Here, the defendant established, prima facie, that the cause of action alleging medical malpractice was time-barred, as she demonstrated that more than two years and six months had elapsed between the commencement of this action in March 2017, and the plaintiff's last visit with the defendant relating to the conditions and complaints underlying the plaintiff's medical malpractice [*2]claim, which occurred in May 2014.

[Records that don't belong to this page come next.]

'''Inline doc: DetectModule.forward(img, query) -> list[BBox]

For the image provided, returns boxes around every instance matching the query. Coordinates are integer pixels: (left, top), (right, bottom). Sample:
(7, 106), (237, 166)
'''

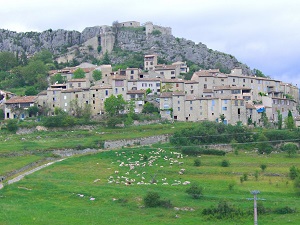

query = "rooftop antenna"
(247, 190), (265, 225)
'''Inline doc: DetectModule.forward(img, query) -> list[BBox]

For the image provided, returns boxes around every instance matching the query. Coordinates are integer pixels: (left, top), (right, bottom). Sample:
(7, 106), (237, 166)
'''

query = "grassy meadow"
(0, 143), (300, 225)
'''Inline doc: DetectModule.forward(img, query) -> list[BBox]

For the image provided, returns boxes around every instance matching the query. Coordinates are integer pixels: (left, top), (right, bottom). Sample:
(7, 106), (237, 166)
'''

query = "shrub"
(281, 143), (298, 157)
(202, 201), (244, 219)
(294, 177), (300, 196)
(289, 166), (300, 180)
(221, 159), (230, 167)
(185, 184), (203, 199)
(6, 119), (18, 133)
(194, 159), (201, 166)
(144, 192), (160, 207)
(260, 164), (267, 172)
(228, 182), (235, 191)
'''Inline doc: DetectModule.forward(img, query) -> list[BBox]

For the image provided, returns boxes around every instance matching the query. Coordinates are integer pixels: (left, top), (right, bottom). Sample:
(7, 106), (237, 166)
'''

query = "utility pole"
(251, 190), (260, 225)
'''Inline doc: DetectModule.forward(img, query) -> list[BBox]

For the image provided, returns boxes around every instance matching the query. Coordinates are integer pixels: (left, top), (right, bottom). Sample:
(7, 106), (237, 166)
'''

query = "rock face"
(0, 22), (252, 75)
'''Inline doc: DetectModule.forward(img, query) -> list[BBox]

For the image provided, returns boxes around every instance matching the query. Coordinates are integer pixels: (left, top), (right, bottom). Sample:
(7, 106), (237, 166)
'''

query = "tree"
(104, 94), (126, 117)
(73, 68), (85, 79)
(93, 70), (102, 81)
(220, 114), (226, 123)
(101, 51), (111, 65)
(6, 119), (18, 133)
(30, 49), (53, 64)
(0, 52), (18, 71)
(285, 110), (295, 130)
(277, 110), (282, 130)
(25, 86), (38, 96)
(28, 105), (39, 116)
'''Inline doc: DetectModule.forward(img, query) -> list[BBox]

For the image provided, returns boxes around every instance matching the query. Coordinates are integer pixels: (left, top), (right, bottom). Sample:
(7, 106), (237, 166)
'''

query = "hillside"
(0, 23), (253, 75)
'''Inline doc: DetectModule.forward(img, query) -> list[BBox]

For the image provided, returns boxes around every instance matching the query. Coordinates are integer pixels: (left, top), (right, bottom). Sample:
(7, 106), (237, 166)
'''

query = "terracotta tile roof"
(68, 78), (86, 82)
(161, 79), (185, 83)
(160, 92), (172, 98)
(184, 80), (199, 84)
(5, 96), (37, 104)
(127, 90), (146, 94)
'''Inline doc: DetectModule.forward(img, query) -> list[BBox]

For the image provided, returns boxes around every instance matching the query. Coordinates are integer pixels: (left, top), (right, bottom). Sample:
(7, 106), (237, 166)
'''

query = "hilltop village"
(4, 50), (299, 125)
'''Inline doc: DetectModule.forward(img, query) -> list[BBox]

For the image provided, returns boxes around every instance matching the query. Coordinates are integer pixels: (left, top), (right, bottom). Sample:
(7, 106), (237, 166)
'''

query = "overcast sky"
(0, 0), (300, 87)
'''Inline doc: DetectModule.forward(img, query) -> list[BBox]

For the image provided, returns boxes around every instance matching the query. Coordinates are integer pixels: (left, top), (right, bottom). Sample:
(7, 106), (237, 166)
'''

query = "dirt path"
(0, 159), (65, 189)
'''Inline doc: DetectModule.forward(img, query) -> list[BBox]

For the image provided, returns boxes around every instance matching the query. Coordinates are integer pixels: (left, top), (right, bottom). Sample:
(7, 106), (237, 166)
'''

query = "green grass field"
(0, 144), (300, 225)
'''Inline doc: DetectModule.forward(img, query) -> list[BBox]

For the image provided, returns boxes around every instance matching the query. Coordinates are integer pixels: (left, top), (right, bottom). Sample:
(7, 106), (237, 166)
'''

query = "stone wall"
(104, 135), (169, 149)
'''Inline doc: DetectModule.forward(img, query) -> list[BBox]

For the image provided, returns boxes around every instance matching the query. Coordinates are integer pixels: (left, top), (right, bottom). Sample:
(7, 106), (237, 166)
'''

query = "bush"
(202, 201), (244, 219)
(106, 117), (123, 128)
(194, 159), (201, 166)
(144, 192), (161, 207)
(144, 192), (172, 208)
(289, 166), (300, 180)
(185, 184), (203, 199)
(6, 119), (18, 133)
(221, 159), (230, 167)
(260, 164), (267, 172)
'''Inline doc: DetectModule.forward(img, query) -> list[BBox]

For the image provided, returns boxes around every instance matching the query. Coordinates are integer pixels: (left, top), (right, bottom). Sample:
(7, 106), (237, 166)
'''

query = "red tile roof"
(5, 96), (37, 104)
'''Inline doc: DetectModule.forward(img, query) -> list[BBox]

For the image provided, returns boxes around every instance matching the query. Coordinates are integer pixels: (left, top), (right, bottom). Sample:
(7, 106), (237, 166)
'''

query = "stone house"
(4, 96), (37, 119)
(144, 54), (157, 71)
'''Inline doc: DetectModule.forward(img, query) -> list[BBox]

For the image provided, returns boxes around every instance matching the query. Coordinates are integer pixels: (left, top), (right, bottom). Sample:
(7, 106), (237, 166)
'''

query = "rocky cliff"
(0, 23), (252, 75)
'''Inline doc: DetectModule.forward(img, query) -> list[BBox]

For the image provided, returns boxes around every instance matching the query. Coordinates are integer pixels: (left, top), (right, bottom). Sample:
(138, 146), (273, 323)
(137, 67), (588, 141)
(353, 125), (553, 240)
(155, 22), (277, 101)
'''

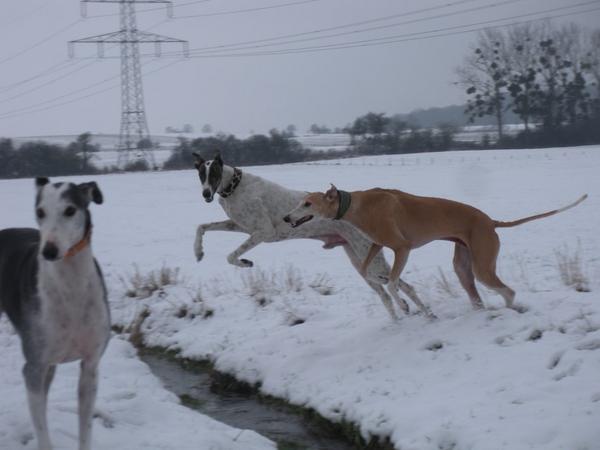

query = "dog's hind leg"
(194, 220), (246, 261)
(365, 279), (398, 320)
(23, 362), (52, 450)
(344, 245), (408, 320)
(388, 247), (435, 319)
(452, 242), (483, 309)
(78, 359), (98, 450)
(471, 230), (517, 309)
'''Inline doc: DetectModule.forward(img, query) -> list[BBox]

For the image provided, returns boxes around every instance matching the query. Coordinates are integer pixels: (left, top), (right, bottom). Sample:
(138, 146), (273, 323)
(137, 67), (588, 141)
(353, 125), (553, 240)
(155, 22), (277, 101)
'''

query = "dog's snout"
(42, 242), (58, 261)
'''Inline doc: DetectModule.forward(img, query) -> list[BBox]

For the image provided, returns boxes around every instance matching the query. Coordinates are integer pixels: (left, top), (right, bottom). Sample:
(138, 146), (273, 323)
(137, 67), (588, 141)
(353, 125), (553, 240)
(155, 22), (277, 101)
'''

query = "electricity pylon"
(69, 0), (188, 168)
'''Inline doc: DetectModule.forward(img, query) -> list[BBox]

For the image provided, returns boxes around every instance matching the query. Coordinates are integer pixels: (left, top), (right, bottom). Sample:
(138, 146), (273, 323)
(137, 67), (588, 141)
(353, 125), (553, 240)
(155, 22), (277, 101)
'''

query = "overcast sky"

In opposition, the plaintiff failed to raise a triable issue of fact as to whether the statute of limitations was tolled by the application of the continuous treatment doctrine (see Massie v Crawford, 78 NY2d 516, 519; Proano v Gutman, 211 AD3d at 982). The evidence reflects, among other things, that the plaintiff's visits to the defendant that occurred after May 2014 were to address either aspects of the plaintiff's general eye care or conditions that developed independently of those underlying the medical malpractice cause of action. Contrary to the plaintiff's contention, the correspondence the defendant received from a specialist treating the plaintiff did not raise a triable issue of fact as to whether an actual course of treatment existed subsequent to May 2014 (see Mello v Long Is. Vitreo-Retinal Consultant, P.C., 172 AD3d 849, 850).
Accordingly, the Supreme Court properly granted that branch of the defendant's motion which was for summary judgment dismissing the medical malpractice cause of action insofar as asserted against her as time-barred.
DILLON, J.P., DOWLING, VENTURA and MCCORMACK, JJ., concur.